The article failed to mention how most of the female participants were poor, uneducated, and marginalized because of their race. While the pill was found to be “100 percent effective,” 17 percent of the female participants reported side effects that were not thoroughly investigated. It seemed to me like the  researchers’ priority was to make the pill accessible to U.S. markets as soon as possible.

Sanger would afterwards be heralded as an “ardent feminist” who just so happened to be on board with eugenics and, frankly, unsexy interpretations of sexuality (see “What Every Girl Should Know,” an ode to the “dangers” of masturbation). My poorly-informed teenage self was baffled, outraged, and caught off-guard.

Initially, I wondered why Sanger’s feminist vision only favored a very particular group of people. I was unsettled by how, in this case, endorsing the feminist cause meant that some groups, no matter how much they needed support, would be oppressed to the point of negligence. The thought kept me going. I had to do something, but first I had to re-examine my own life, starting with the most insignificant interactions. Maybe I was doing my gender an injustice by being cool when others playfully put down the female body. Well, to keep it short, duh. I was probably not supposed to laugh at my friends’ jokes if I was always the butt (or boobs) of them.
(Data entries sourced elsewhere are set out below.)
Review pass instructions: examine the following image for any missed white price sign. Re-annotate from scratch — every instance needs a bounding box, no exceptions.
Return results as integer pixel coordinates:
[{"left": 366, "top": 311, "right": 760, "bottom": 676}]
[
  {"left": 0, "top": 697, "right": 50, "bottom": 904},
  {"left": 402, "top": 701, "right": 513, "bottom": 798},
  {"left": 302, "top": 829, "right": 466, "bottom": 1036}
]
Before I could try to work with this newfound consciousness, the college application process revved up and I was forced to ignore real life for a bit. Graduation then swept my previous doubts away, only to have them thrown back at me when 90 percent of my Harvard classmates frequently used terms like “problematic” and “social construct” in section. I took my first Women’s and Gender Studies class my freshman spring, and, I swear, every class sounded like this:

“Hey, Ms., NOW’s the time to dismantle the patriarchy. Stop being a Manic Pixie Dream Girl, do away with that stiletto feminism, and take on the intersectionality that connects Pocahontas and La Malinche with the likes of Elizabeth Cady Stanton, Virginia Woolf, and Margaret Cho.”
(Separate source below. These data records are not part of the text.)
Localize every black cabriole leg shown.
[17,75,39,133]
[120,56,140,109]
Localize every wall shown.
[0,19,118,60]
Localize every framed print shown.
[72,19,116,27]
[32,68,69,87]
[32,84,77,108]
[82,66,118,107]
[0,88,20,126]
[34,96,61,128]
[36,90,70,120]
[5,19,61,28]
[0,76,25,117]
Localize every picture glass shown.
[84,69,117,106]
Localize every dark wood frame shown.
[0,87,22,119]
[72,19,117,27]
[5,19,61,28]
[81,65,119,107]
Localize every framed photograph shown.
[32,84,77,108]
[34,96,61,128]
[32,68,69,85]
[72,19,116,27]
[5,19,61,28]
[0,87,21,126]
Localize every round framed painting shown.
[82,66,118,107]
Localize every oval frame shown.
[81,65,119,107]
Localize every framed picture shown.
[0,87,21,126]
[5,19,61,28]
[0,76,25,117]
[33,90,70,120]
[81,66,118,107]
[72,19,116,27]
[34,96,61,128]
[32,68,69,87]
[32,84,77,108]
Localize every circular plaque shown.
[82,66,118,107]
If you got every reference mixed in there, congratulations. You’re a multi-issue feminist and you can’t un-see problems with how our society deals with race, gender, and sexuality. If you didn’t, welcome to the chunk of humanity that should. For too long, I mistakenly assumed that being a feminist meant that everyone within the cause had to have the same outlook. Going into WGS here exposed me to a radically different vocabulary than what I was used to, one that showed me just how difficult and diverse the issues we discuss can be. You can imagine how complicated things get when they leave the cushiness of a classroom.
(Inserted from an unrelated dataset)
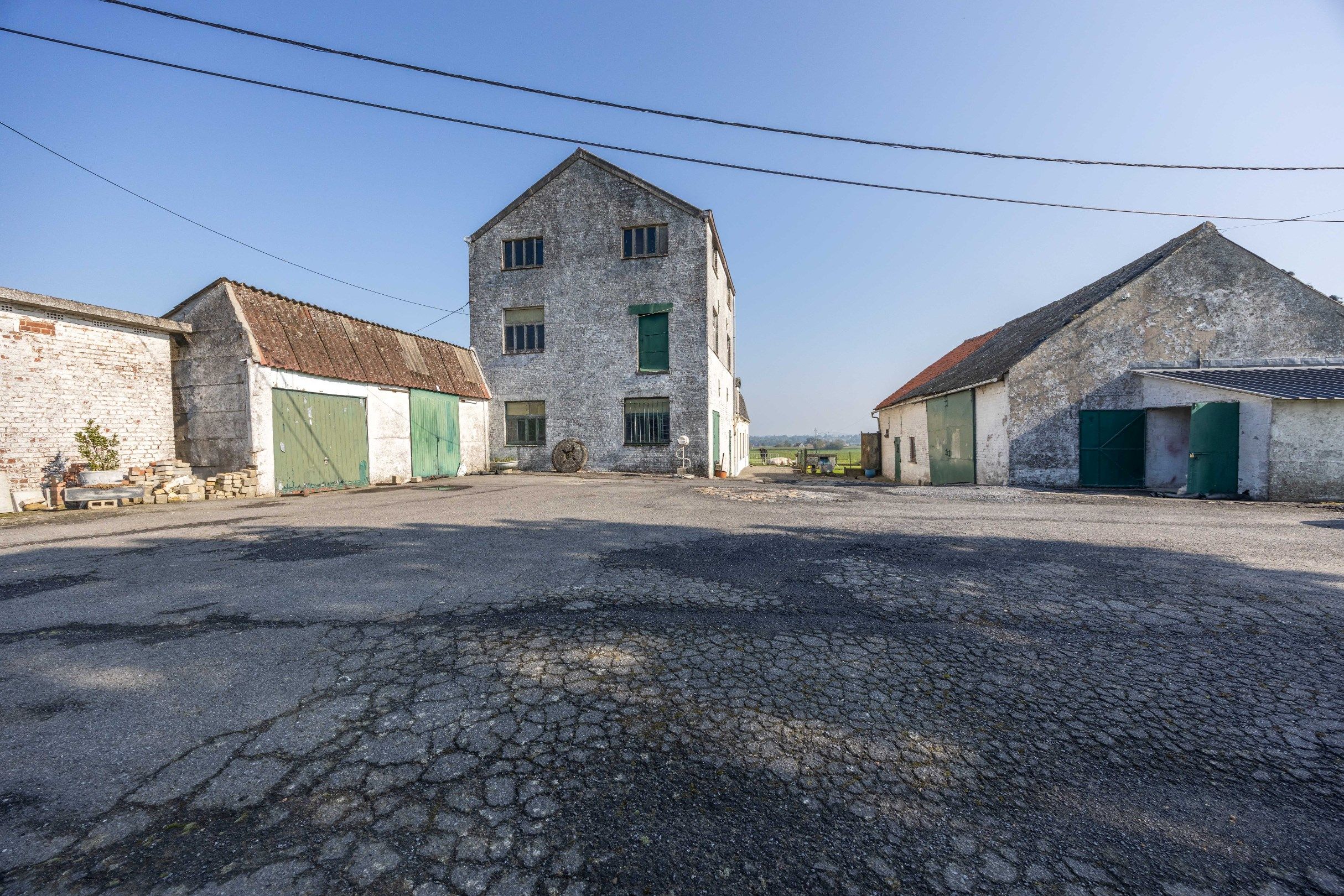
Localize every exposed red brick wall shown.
[0,309,173,488]
[19,317,56,336]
Though it took me a while to acknowledge, being a feminist begins with acceptance. It begins with accepting your faults so you can see larger societal patterns that are detrimental to a particular sector. It progresses with the thought of allowing everyone, female, male, or whatever, to have a choice. That choice should be one full of dignity and respect. It continues with little things like “My eyes are up here” and ends with important elements like equal pay and the end of rape culture. While I’m sure I got a couple of scoffs for the end of that sentence, I’m not worried. You’ll come around with time. We’re all thinking. I know I am now. I think, therefore I am, I am, I am a feminist.